One reader suspects that she is the only person my friend is looking for because she knows that few people will understand her slurred babble.

Dear Abby: I have been friends with a couple for 30 years. They are both alcoholics. They work, they work at farmers markets, they’re social, they have a home and they pay their bills. But at least once a month, maybe twice, they go completely down the drain and my wife calls me and talks incoherently. I suspect they get drunk even more often, but thankfully I don’t get a phone call every time they binge drink.

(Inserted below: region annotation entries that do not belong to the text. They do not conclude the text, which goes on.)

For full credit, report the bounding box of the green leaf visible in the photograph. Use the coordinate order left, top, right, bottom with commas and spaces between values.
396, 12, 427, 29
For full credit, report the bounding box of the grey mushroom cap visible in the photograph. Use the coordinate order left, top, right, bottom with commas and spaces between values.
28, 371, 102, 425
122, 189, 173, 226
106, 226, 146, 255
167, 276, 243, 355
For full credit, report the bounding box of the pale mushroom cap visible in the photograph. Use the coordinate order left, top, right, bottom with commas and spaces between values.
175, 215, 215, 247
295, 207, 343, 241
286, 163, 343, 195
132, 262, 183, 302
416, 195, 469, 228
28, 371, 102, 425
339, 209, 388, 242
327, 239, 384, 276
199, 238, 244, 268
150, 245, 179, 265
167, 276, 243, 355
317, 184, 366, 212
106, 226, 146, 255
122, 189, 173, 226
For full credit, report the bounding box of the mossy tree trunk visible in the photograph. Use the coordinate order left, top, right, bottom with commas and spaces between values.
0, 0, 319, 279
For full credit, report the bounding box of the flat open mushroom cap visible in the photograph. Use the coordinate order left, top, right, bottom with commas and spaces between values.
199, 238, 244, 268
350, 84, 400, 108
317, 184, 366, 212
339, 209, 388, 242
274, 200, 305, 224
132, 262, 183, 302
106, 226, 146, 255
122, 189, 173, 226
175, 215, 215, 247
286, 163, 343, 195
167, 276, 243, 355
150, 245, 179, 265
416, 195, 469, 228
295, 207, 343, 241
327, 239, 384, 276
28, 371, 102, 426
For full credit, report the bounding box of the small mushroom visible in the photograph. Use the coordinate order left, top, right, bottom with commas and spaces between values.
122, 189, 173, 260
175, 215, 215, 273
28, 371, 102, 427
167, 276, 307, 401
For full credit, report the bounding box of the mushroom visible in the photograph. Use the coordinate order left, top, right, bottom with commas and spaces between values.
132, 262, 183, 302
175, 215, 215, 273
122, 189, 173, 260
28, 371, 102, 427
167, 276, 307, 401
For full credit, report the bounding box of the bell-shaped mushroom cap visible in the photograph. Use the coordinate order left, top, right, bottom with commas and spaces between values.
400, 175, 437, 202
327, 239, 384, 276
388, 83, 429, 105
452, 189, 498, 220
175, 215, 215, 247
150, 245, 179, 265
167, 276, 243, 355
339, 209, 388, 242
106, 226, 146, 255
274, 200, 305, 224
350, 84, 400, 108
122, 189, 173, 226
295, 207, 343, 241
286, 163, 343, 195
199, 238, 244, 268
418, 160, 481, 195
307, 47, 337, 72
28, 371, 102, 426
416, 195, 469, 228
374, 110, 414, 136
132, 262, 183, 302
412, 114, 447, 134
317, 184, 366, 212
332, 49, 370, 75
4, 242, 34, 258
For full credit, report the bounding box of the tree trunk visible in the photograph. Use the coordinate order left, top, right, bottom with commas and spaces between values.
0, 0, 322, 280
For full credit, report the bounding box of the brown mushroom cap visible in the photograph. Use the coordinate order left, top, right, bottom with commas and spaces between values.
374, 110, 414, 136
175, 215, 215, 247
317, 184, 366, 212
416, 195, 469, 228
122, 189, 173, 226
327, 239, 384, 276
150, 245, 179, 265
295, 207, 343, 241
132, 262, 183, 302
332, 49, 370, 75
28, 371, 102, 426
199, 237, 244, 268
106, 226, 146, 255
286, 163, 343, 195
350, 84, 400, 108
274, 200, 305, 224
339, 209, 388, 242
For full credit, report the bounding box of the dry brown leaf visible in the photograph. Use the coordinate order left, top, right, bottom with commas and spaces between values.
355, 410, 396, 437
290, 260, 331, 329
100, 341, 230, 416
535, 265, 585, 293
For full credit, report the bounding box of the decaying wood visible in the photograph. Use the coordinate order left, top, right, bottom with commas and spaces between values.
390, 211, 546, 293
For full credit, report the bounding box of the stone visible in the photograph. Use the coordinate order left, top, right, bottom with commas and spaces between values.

I was in terrible relationships where I drank too much to numb myself. Thank God, I have been free of such poisoning for years. But I’m finding it increasingly difficult to cope with these drunken phone calls. I suspect I’m the only person my friend calls, because she knows very few people will understand her chatty chatter. I’m tired of these calls. How do I deflect them?

— Tired Ear in Arizona

Dear Tired Ear: Put an end to these calls by being honest with your friend about their impact on you. Do this while he’s sober. Tell him you don’t want him to call you after he’s been drinking because his speech is so slurred you can’t understand what he’s saying. Tell him that if it happens again, you will hang up the phone, and if it happens, you will continue. Let your calls go to voicemail. If you want to pursue any kind of relationship with this couple, only see them socially when they are (reasonably) sober.

Dear Abby: When I was young, my immigrant grandparents would bring everyone in our family hand-knitted sweaters from their home country of Ireland. Even though I’m grown up now, I care about him and care about him.

Years later, a close friend asked to borrow the sweater for her neighbor’s child, who needed “something Irish” for a show-and-tell event at school. Children were asked to bring items related to Ireland. When I refused to lend my heirloom sweater, my friend told me that she had promised her neighbor she could borrow it. He got very angry, accused me of being selfish, and hasn’t spoken to me for several months.

We live in the same city, so I run into him sometimes. He’s friendly but distant, and it’s clear he’s still angry at me. Note that I don’t really know my friend’s neighbor who wanted to borrow my sweater for her child. But even if I did, I wouldn’t lend this heirloom to anyone. Was I wrong?

— Emotional in Michigan

Dear Emotional: You were neither selfish nor wrong! “Your friend” has crossed the line. He should not have promised anyone the use of property that did not belong to him. And it’s so frustrating that because you refused to give it to him, he now freezes you and risks damaging something so precious to you. My advice is to follow his example. Be friendly but distant, and don’t let him make you the bad guy for saying no.